Pikazo works by studying the subject image for content (eyes, nose, a tree). It then studies the style image for details like individual brush strokes if it’s a painting, individual tile pieces if it’s a mosaic, and so on. It then builds a vocabulary out of these details.
“That’s what’s called ‘training the network,’ so in that way it ‘retells the story’ of the subject image using the vocabulary of the style,” Rosenberg says. “I think of it like the pins in a Plinko machine. The subject image pixels go through this maze and bounce around and hopefully fall into buckets that match the style image details.”

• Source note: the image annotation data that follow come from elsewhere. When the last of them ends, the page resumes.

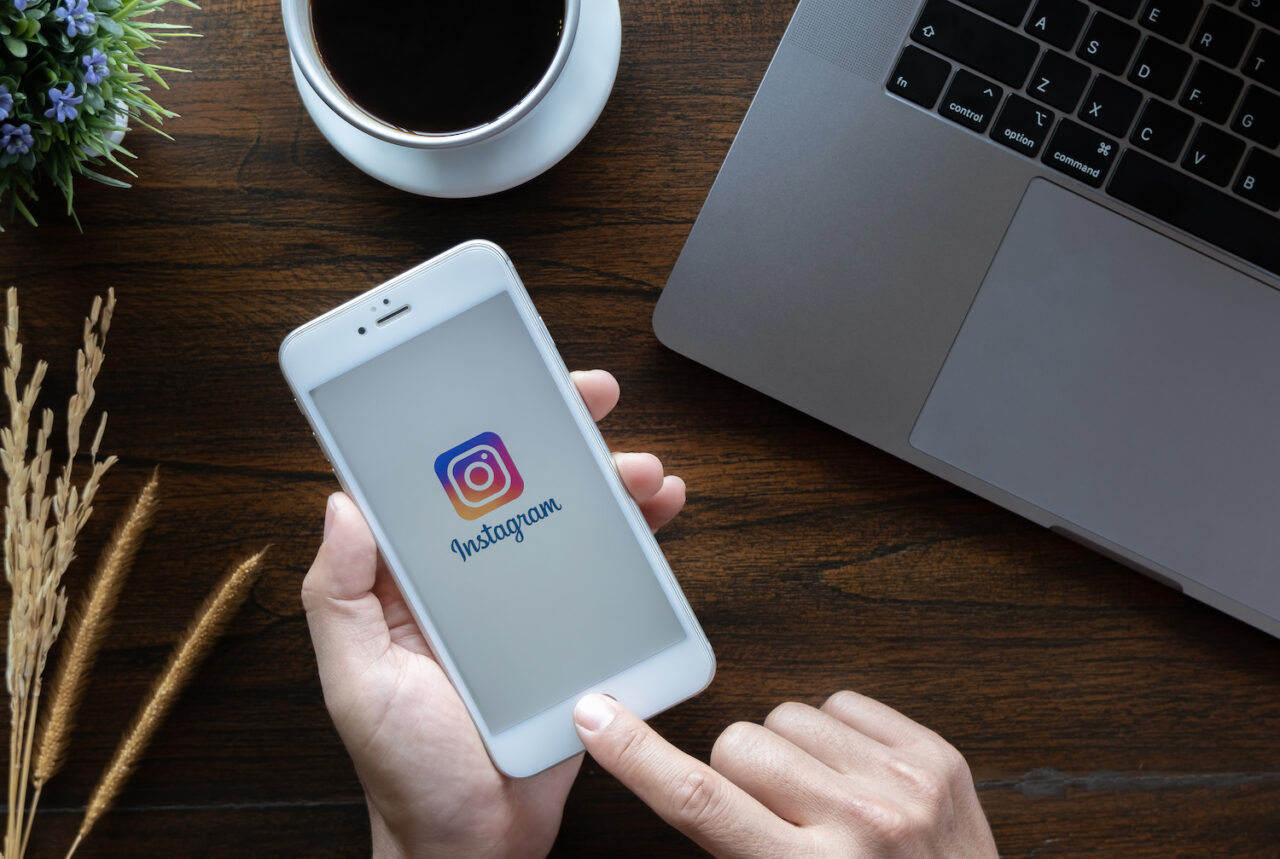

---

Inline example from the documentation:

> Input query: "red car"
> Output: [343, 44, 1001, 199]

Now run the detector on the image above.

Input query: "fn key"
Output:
[888, 45, 951, 109]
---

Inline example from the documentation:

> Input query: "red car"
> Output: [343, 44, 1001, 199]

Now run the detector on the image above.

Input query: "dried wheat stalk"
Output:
[67, 549, 266, 859]
[22, 469, 160, 853]
[0, 289, 115, 859]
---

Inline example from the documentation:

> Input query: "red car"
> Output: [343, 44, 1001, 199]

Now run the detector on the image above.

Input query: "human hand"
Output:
[573, 691, 997, 859]
[302, 370, 685, 858]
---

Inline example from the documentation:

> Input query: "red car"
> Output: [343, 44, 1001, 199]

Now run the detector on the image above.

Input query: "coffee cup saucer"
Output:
[293, 0, 622, 197]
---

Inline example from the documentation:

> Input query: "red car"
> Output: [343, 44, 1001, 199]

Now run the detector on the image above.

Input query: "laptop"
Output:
[653, 0, 1280, 635]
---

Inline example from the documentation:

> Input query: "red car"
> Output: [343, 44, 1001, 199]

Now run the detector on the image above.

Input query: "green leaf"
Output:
[81, 166, 132, 188]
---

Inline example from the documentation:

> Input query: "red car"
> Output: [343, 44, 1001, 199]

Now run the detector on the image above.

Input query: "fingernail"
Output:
[573, 694, 618, 734]
[324, 493, 338, 540]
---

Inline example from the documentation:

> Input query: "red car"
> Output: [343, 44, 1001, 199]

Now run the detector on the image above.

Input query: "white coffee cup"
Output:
[282, 0, 582, 150]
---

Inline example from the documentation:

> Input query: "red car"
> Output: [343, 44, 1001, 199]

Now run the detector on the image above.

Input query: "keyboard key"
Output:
[1024, 0, 1089, 51]
[1107, 150, 1280, 275]
[1097, 0, 1142, 18]
[1129, 101, 1196, 161]
[1078, 74, 1142, 137]
[1183, 123, 1244, 188]
[1231, 87, 1280, 149]
[938, 69, 1005, 132]
[1240, 0, 1280, 27]
[911, 0, 1039, 90]
[1235, 150, 1280, 211]
[1042, 119, 1117, 188]
[1192, 5, 1253, 68]
[1179, 60, 1244, 123]
[1138, 0, 1204, 42]
[1075, 12, 1139, 74]
[1240, 29, 1280, 90]
[888, 45, 951, 110]
[960, 0, 1032, 27]
[991, 95, 1053, 157]
[1027, 51, 1093, 113]
[1129, 36, 1192, 99]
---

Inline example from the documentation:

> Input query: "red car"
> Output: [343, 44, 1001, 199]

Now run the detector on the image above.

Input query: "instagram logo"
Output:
[435, 433, 525, 518]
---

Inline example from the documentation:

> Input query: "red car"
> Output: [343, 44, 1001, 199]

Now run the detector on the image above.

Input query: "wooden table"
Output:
[0, 0, 1280, 856]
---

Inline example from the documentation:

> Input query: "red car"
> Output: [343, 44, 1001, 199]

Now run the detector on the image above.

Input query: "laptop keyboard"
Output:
[886, 0, 1280, 275]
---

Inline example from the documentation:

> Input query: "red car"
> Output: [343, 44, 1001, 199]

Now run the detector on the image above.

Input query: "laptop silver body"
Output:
[653, 0, 1280, 635]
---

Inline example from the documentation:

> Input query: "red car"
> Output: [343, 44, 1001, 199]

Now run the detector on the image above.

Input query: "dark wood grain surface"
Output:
[0, 0, 1280, 856]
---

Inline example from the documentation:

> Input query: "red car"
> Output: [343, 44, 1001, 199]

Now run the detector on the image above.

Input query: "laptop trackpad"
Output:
[911, 179, 1280, 617]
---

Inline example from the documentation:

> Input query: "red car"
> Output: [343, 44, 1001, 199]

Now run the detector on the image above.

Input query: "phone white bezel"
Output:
[280, 241, 716, 777]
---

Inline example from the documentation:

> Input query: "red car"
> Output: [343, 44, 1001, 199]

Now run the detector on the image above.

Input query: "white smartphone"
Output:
[280, 242, 716, 777]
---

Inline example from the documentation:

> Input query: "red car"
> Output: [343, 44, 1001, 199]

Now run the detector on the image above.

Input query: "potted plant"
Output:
[0, 0, 197, 225]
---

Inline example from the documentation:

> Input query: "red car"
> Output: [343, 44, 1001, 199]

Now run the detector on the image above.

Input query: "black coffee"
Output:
[311, 0, 564, 134]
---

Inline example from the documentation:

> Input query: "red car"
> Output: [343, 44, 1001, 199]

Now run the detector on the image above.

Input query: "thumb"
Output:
[573, 695, 796, 856]
[302, 492, 390, 687]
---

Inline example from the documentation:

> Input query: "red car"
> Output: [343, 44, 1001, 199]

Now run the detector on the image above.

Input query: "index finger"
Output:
[570, 370, 618, 421]
[573, 695, 803, 858]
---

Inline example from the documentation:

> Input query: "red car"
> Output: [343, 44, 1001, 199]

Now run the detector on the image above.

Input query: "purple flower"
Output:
[54, 0, 97, 38]
[0, 123, 36, 155]
[45, 83, 84, 123]
[81, 47, 108, 87]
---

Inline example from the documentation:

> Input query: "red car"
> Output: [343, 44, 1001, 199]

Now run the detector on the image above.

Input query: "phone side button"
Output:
[311, 433, 333, 465]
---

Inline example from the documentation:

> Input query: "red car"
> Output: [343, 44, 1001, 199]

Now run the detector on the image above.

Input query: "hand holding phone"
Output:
[302, 371, 685, 856]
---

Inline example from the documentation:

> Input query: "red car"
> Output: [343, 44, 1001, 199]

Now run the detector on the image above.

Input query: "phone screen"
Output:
[311, 293, 686, 734]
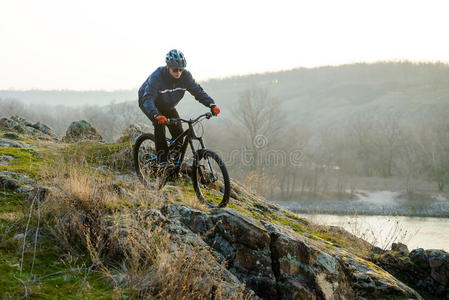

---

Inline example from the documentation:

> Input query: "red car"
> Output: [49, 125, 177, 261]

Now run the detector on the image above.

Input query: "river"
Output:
[298, 214, 449, 252]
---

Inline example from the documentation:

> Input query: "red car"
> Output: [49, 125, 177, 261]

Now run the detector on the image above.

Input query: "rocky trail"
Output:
[0, 117, 449, 299]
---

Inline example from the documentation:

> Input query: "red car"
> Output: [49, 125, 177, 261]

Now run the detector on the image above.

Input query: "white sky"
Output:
[0, 0, 449, 90]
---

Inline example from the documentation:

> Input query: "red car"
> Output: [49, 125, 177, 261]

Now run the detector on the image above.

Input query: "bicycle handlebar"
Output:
[167, 112, 212, 125]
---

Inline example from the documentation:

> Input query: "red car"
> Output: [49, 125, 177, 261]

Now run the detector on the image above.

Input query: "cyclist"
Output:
[139, 49, 220, 167]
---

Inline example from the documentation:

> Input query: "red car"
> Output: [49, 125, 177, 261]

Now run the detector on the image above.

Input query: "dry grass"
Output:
[36, 156, 250, 299]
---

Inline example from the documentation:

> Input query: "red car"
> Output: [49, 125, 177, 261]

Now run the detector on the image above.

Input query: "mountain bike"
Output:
[133, 112, 231, 208]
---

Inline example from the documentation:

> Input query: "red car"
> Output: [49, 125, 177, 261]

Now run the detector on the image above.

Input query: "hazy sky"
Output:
[0, 0, 449, 90]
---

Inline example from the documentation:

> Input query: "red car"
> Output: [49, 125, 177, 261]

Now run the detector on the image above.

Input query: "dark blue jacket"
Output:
[139, 66, 214, 120]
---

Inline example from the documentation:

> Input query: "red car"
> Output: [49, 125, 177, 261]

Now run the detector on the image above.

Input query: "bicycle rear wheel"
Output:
[192, 150, 231, 208]
[133, 133, 157, 186]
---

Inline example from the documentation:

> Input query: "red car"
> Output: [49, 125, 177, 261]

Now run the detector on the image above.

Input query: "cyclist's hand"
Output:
[210, 104, 220, 116]
[154, 115, 167, 124]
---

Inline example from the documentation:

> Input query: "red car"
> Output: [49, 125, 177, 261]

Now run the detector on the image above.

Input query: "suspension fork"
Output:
[189, 124, 216, 183]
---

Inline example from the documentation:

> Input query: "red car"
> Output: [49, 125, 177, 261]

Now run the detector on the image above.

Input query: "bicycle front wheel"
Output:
[192, 150, 231, 208]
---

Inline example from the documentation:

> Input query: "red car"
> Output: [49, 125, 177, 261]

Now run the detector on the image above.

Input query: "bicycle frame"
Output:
[161, 113, 215, 181]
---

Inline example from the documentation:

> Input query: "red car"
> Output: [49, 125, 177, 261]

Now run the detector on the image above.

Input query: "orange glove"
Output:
[210, 104, 220, 116]
[154, 115, 167, 124]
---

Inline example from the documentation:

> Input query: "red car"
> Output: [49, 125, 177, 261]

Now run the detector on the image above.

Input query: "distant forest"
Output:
[0, 62, 449, 198]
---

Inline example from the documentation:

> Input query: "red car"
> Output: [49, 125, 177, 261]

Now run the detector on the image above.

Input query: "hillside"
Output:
[0, 118, 449, 299]
[0, 62, 449, 127]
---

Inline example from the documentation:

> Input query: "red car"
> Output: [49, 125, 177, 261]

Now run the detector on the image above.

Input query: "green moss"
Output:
[266, 213, 305, 233]
[284, 212, 309, 224]
[0, 147, 44, 178]
[251, 210, 265, 221]
[313, 231, 341, 244]
[0, 189, 26, 214]
[62, 142, 134, 170]
[227, 203, 252, 216]
[0, 248, 119, 299]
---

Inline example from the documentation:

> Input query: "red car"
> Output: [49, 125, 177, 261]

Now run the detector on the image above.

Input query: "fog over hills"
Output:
[0, 62, 449, 127]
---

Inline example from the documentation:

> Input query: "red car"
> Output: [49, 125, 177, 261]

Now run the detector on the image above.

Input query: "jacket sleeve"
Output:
[186, 72, 215, 107]
[139, 74, 160, 119]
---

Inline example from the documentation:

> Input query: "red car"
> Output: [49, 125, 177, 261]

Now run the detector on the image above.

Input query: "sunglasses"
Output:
[170, 68, 184, 73]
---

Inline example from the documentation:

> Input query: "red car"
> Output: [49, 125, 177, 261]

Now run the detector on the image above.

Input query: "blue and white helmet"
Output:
[165, 49, 187, 68]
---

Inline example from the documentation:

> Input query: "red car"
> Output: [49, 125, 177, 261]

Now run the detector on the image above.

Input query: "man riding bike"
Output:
[139, 49, 220, 167]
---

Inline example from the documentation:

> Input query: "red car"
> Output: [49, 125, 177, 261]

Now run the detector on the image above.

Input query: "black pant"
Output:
[153, 108, 183, 162]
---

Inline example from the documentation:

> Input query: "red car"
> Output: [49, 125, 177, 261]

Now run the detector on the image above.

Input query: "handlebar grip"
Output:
[167, 119, 180, 125]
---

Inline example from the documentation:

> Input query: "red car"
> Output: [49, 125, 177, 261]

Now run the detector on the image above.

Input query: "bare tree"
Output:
[232, 87, 285, 170]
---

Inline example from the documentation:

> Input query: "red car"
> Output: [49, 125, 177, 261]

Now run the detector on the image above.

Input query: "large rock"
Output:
[0, 171, 36, 193]
[32, 122, 56, 137]
[0, 116, 56, 140]
[0, 138, 30, 148]
[162, 206, 421, 299]
[63, 120, 104, 143]
[119, 124, 152, 144]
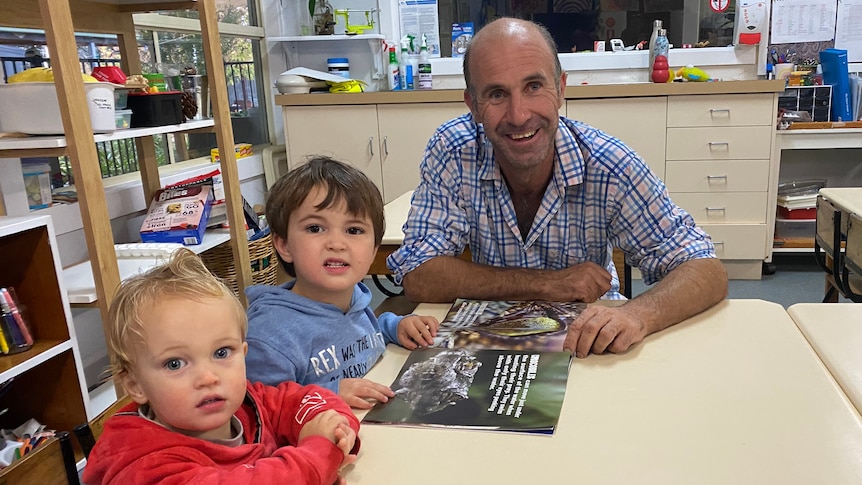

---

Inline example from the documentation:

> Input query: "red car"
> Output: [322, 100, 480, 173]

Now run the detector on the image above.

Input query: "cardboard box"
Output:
[141, 185, 213, 246]
[210, 143, 254, 163]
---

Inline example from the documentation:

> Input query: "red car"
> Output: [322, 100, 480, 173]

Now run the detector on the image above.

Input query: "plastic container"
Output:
[775, 217, 817, 239]
[114, 109, 132, 130]
[0, 82, 116, 135]
[326, 57, 350, 79]
[114, 88, 129, 109]
[21, 161, 52, 210]
[128, 91, 183, 128]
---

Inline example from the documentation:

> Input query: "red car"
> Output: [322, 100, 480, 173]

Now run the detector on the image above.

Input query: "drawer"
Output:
[667, 94, 775, 127]
[700, 224, 771, 259]
[665, 160, 769, 192]
[666, 126, 773, 160]
[670, 192, 767, 224]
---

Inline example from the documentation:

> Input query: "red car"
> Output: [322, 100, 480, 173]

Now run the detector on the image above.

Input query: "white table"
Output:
[787, 303, 862, 413]
[346, 300, 862, 485]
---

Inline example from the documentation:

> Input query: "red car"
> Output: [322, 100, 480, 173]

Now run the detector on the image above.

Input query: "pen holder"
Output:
[0, 288, 33, 354]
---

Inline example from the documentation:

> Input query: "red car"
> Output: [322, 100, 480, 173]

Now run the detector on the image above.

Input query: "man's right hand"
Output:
[338, 378, 395, 409]
[543, 262, 612, 303]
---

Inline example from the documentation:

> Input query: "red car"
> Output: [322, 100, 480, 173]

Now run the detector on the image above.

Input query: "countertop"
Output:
[275, 80, 784, 106]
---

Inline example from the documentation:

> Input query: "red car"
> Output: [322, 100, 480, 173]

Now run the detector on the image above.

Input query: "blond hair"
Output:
[106, 248, 248, 377]
[266, 155, 386, 277]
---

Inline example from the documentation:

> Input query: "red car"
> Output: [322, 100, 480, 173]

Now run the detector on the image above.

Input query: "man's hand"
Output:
[563, 305, 648, 358]
[542, 262, 612, 303]
[398, 315, 440, 350]
[338, 379, 395, 409]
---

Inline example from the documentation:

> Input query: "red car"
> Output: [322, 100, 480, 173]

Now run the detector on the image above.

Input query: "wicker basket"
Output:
[201, 234, 278, 295]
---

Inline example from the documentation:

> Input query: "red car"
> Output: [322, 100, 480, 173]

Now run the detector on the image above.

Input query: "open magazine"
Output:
[434, 299, 586, 351]
[363, 348, 571, 434]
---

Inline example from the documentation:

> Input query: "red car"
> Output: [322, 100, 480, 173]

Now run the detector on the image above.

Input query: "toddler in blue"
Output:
[245, 157, 439, 409]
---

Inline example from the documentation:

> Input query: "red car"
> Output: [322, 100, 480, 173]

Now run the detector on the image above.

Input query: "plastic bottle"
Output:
[647, 20, 661, 72]
[389, 47, 401, 91]
[419, 34, 434, 89]
[398, 35, 413, 90]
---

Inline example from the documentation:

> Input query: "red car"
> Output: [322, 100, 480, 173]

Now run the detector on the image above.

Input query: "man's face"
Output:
[464, 32, 566, 170]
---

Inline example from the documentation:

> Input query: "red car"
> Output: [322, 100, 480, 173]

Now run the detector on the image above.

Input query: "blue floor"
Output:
[632, 253, 848, 308]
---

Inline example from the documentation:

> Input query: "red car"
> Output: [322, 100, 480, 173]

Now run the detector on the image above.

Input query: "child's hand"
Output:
[338, 379, 395, 409]
[299, 409, 356, 442]
[398, 315, 440, 350]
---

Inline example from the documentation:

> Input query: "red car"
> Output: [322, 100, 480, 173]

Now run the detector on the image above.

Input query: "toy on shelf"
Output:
[676, 64, 711, 82]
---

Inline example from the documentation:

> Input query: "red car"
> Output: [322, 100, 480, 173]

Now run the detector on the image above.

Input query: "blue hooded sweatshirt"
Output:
[245, 281, 403, 392]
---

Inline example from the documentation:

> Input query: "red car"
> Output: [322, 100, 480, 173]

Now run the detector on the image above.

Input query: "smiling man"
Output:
[387, 18, 727, 357]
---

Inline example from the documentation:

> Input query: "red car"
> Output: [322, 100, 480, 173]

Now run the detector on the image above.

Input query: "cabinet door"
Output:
[282, 105, 383, 192]
[566, 96, 667, 180]
[377, 103, 468, 203]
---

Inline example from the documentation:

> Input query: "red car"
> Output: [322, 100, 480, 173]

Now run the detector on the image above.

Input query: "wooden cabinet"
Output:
[282, 102, 467, 203]
[0, 216, 88, 468]
[0, 0, 251, 410]
[665, 93, 776, 279]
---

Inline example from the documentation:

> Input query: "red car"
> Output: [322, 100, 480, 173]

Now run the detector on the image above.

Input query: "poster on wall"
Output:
[770, 0, 837, 44]
[398, 0, 440, 57]
[835, 0, 862, 62]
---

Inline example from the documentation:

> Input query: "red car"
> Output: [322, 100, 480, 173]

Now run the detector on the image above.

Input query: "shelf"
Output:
[0, 339, 72, 382]
[63, 229, 230, 305]
[266, 34, 386, 42]
[777, 128, 862, 150]
[0, 120, 215, 152]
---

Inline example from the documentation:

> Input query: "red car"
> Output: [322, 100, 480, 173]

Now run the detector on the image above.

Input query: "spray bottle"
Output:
[418, 34, 434, 89]
[388, 46, 401, 91]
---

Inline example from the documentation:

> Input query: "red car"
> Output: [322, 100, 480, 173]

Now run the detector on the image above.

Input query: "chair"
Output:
[814, 197, 842, 303]
[0, 431, 80, 485]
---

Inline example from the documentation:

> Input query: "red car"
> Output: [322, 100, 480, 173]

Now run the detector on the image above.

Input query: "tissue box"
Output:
[452, 22, 473, 57]
[141, 186, 213, 246]
[210, 143, 254, 163]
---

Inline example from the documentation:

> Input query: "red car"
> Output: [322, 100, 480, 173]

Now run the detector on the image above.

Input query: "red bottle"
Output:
[650, 56, 670, 83]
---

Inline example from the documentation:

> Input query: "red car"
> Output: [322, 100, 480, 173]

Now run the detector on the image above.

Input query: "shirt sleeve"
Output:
[386, 130, 469, 284]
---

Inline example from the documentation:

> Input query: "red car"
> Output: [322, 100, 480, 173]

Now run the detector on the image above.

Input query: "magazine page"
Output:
[434, 299, 587, 351]
[363, 348, 571, 434]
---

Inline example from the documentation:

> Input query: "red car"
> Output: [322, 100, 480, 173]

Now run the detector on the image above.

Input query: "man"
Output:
[388, 18, 727, 357]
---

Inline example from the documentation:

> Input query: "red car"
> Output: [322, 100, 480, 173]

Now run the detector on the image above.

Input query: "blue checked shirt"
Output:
[387, 113, 715, 299]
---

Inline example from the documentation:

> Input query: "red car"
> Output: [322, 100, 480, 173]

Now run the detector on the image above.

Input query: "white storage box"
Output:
[0, 82, 117, 135]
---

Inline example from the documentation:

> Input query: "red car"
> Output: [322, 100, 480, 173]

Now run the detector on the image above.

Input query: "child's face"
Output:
[275, 183, 377, 310]
[123, 297, 248, 440]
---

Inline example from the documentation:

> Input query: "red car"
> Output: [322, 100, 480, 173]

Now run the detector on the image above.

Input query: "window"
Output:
[439, 0, 735, 56]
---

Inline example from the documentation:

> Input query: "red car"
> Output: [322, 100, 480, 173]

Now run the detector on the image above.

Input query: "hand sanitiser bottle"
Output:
[419, 34, 434, 89]
[389, 47, 401, 91]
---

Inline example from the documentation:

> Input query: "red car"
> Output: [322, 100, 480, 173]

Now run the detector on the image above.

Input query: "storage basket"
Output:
[201, 234, 278, 295]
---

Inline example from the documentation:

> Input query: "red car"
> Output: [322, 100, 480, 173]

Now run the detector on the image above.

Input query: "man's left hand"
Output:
[563, 305, 648, 358]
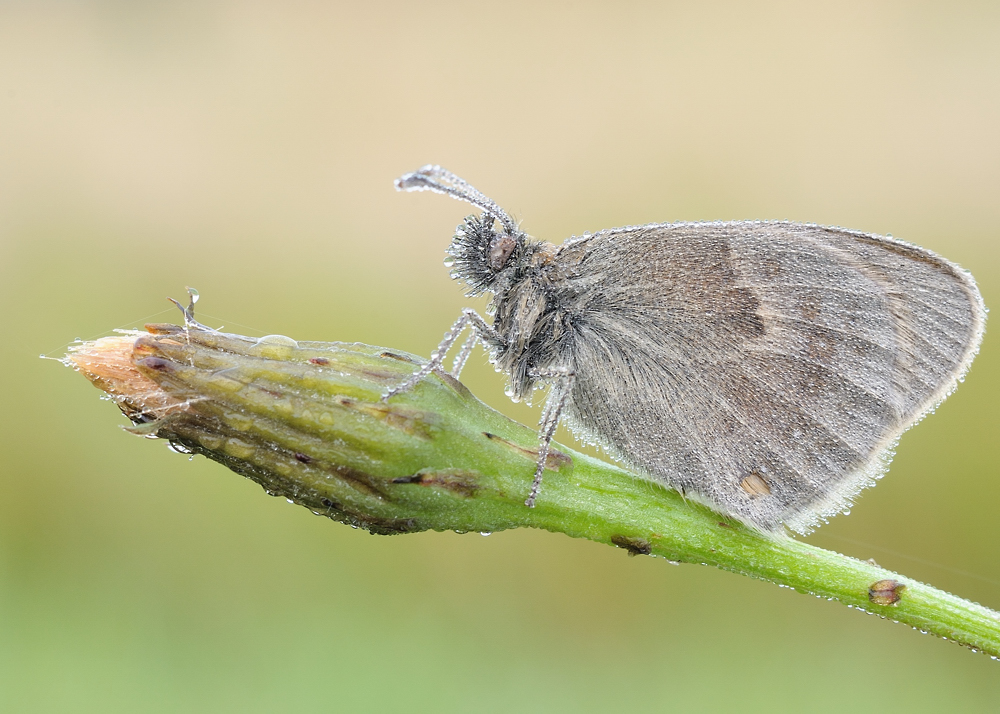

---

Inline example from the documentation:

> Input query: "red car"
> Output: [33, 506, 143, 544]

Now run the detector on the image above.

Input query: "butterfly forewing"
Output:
[551, 222, 985, 532]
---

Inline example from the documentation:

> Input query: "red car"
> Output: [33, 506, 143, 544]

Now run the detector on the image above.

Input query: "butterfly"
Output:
[383, 166, 986, 533]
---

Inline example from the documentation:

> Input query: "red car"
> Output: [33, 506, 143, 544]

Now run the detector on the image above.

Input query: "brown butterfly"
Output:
[384, 166, 986, 533]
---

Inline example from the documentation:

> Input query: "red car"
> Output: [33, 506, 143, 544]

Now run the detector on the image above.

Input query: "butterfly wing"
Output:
[552, 222, 985, 532]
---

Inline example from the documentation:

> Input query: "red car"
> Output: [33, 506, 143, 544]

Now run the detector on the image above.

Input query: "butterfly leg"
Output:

Rosenberg says that Pikazo’s neural network looks for best fit places where where a certain brushstroke might fit. It carries out this function hundreds of times, and doesn’t simply look at each pixel but at the relationships between them.
Pikazo image by the author
“The end result is that the Pikazo image ‘forms’ the way you’ve probably seen ice crystals form,” Rosenberg explains. “First from a seed, and then over more iterations blooms and grows into place as the system checks for better and better ‘fit.’”
That, of course, is the non-software explanation of what Pikazo does. Rosenberg says that Deep Dream is a tiny part of a “huge stack of convolutional neural network software.” Pikazo uses the neural network stack upon which Deep Dream is built—a project called Torch.
Pikazo image by the author
“But the tip of the iceberg that is specific to Deep Dream are a series of trained layers called ‘inception’ that we are not using,” says Rosenberg. “Deep Dream images have eyeballs and dog faces in them because they trained their image layers (the Plinko) using thousands of images of dogs and eyeballs. Ours are trained to look for artwork.”
While it’s definitely interesting to see iconic artists’ styles grafted onto user portraits, landscapes and other images, Pikazo’s neural network is certainly ripe for experimentation with the custom function.
Adele meets circuit board. Image by Ståle Christian Ofte.
For instance, mixing a selfie of myself on a beach with the Inherent Vice film poster created pretty psychedelic results. Another selfie run through a Japanese edition of William Gibson’s Burning Chrome—a book cover that was paper collaged to look like digital glitch—output a nice cyberpunk blend of analog and neural network art. Blending photographs with other photographs also yields some visually striking results. That type of neural network experimentation is where Pikazo’s real power might lie.